Siang itu, Jenny yang sudah merasa jauh lebih baik tapi masih belum mendapat izin_baik dari Lars maupun dari Kevin_untuk bekerja lagi, sedang berada di sebuah restoran dengan Lars dan juga Kevin untuk makan siang. Sebenarnya Lars yang mengundangnya, tapi Kevin bersikeras menemaninya karena takut Jenny pingsan lagi kapan saja. Jenny kesal sekali saat tahu kalau ternyata Lars tidak keberatan kalau dia harus mengajak Kevin juga, Lars malah kelihatan sangat senang.
" Jadi mulai besok, lo masuk kerja lagi, Jen? " Lars bertanya sambil menggulung spagetinya dengan garpu. Jenny menggangguk.
" Lo yakin udah sembuh? " Kini giliran Kevin yang bertanya setelah menelan potongan daging di mulutnya.

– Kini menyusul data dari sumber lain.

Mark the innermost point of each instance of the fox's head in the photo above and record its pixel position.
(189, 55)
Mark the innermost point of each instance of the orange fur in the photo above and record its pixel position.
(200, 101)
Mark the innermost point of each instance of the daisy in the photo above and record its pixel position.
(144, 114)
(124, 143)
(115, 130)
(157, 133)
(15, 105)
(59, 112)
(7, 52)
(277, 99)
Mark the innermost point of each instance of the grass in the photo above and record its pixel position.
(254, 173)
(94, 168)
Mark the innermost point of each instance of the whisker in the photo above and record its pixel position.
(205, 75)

" Gua kan udah istirahat hampir dua minggu, masa belum sembuh-sembuh juga? " Lars dan Kevin sama-sama diam. " Lagian, sebenernya gua udah sembuh dari beberapa hari yang lalu, hanya nyokap gua sama lo aja-" Jenny menunjuk Kevin dengan sendok. " –yang terlalu khawatir. "
" Gua nggak mau kena sasaran nyokap lo kalo lo tiba-tiba pingsan di jalan. " Kevin membalas menunjuk Jenny dengan garpunya.

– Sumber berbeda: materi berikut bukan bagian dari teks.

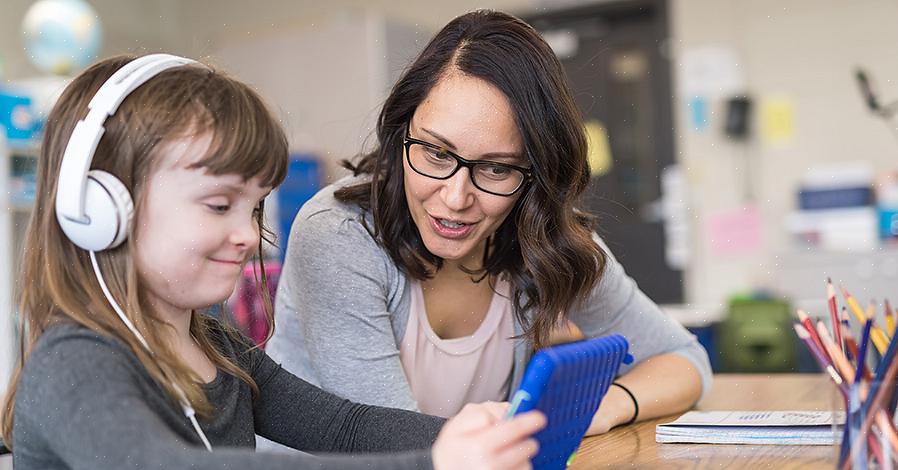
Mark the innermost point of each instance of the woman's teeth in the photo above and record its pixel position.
(448, 224)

" Gua nggak selemah itu. " Jenny manyun.
" Kalian beruda makin akrab aja, ya? " Omongan Lars yang melenceng dari topik pembicaraan ini ternyata ampuh untuk menyudahi pertengkaran kecil tadi, membuat keduanya terdiam dan melanjutkan acara makan masing-masing. Lars hanya tersenyum.
" Cherry apa kabarnya, Lars? " Tanya Jenny mencairkan suasana setelah terdiam tadi.
" Baik. "
" Kenapa dia nggak ikut makan sama kita sekalian? " Tanya Jenny lagi.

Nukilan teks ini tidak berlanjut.